Track and judge agent behavior in online and offline setups. Set up Sentry-style alerts and analyze agent behaviors at scale.

[![PyPI](https://img.shields.io/pypi/v/judgeval)](https://pypi.org/project/judgeval/)
[![Docs](https://img.shields.io/badge/Documentation-blue)](https://docs.judgmentlabs.ai/documentation)
[![Judgment Cloud](https://img.shields.io/badge/Judgment%20Cloud-brightgreen)](https://app.judgmentlabs.ai/register)
[![Self-Host](https://img.shields.io/badge/Self--Host-orange)](https://docs.judgmentlabs.ai/documentation/self-hosting/get-started)

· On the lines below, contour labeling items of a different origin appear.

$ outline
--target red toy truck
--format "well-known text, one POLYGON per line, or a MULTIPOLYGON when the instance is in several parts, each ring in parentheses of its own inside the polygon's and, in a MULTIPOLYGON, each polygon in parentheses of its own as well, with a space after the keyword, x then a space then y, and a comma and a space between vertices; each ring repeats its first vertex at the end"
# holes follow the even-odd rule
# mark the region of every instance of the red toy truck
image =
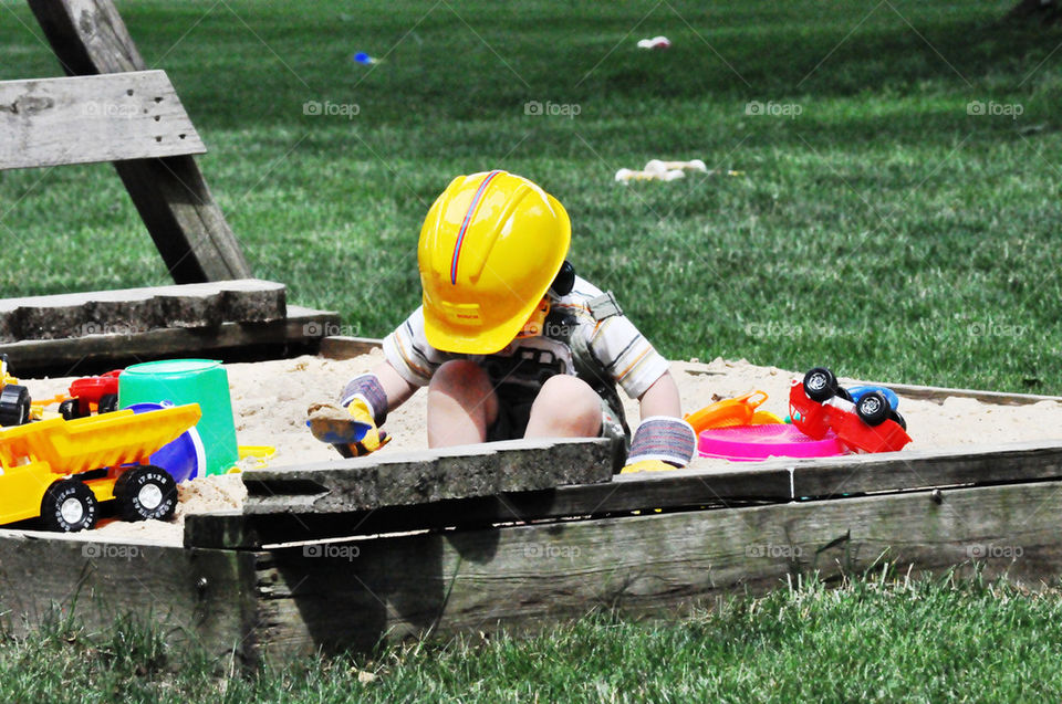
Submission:
POLYGON ((881 391, 853 401, 830 369, 815 367, 789 389, 789 413, 805 435, 820 440, 833 430, 857 452, 895 452, 910 442, 907 423, 881 391))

[![X](https://img.shields.io/badge/-X/Twitter-000?logo=x&logoColor=white)](https://x.com/JudgmentLabs)
[![LinkedIn](https://custom-icon-badges.demolab.com/badge/LinkedIn%20-0A66C2?logo=linkedin-white&logoColor=fff)](https://www.linkedin.com/company/judgmentlabs)

</div>

## Overview

Judgeval is an open-source Python SDK for agent behavior monitoring. It provides tracing, evaluation, and online monitoring for LLM-powered applications, enabling you to catch failures in real time and improve agents from production data.

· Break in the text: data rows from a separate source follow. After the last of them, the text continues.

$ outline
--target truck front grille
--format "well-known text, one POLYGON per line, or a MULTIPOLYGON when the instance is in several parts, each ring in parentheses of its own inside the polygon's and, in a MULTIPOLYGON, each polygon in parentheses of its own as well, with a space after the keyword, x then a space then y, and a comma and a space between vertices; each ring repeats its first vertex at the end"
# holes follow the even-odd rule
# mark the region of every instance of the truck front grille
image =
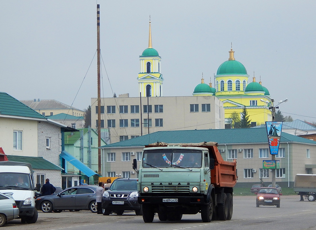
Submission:
POLYGON ((181 185, 157 185, 152 186, 151 191, 154 192, 189 192, 189 186, 181 185))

To get started, try one of the [cookbooks](#cookbooks) below or dive into the [docs](https://docs.judgmentlabs.ai/documentation).

## Why Judgeval

**OpenTelemetry-based tracing** -- Instrument any function with `@Tracer.observe()`. Automatically captures inputs, outputs, and LLM token usage. Built on OpenTelemetry for full compatibility with existing observability stacks.

**Hosted and custom evaluation** -- Run evaluations against Judgment's hosted scorers (faithfulness, answer relevancy, instruction adherence, etc.) or define your own `Judge` classes with binary, numeric, or categorical response types.

**Online monitoring** -- Score live production traffic asynchronously with `Tracer.async_evaluate()`. Runs server-side with no latency impact. Configure Slack alerts for failures.

**Custom scorer hosting** -- Upload arbitrary Python scorers to run in secure Firecracker microVMs. Any logic you can express in Python -- LLM-as-a-judge, code checks, multi-step pipelines -- can run as a hosted scorer.

**Dataset management and prompt versioning** -- Store golden evaluation sets, version prompt templates with `{{variable}}` syntax, and tag versions for production/staging workflows.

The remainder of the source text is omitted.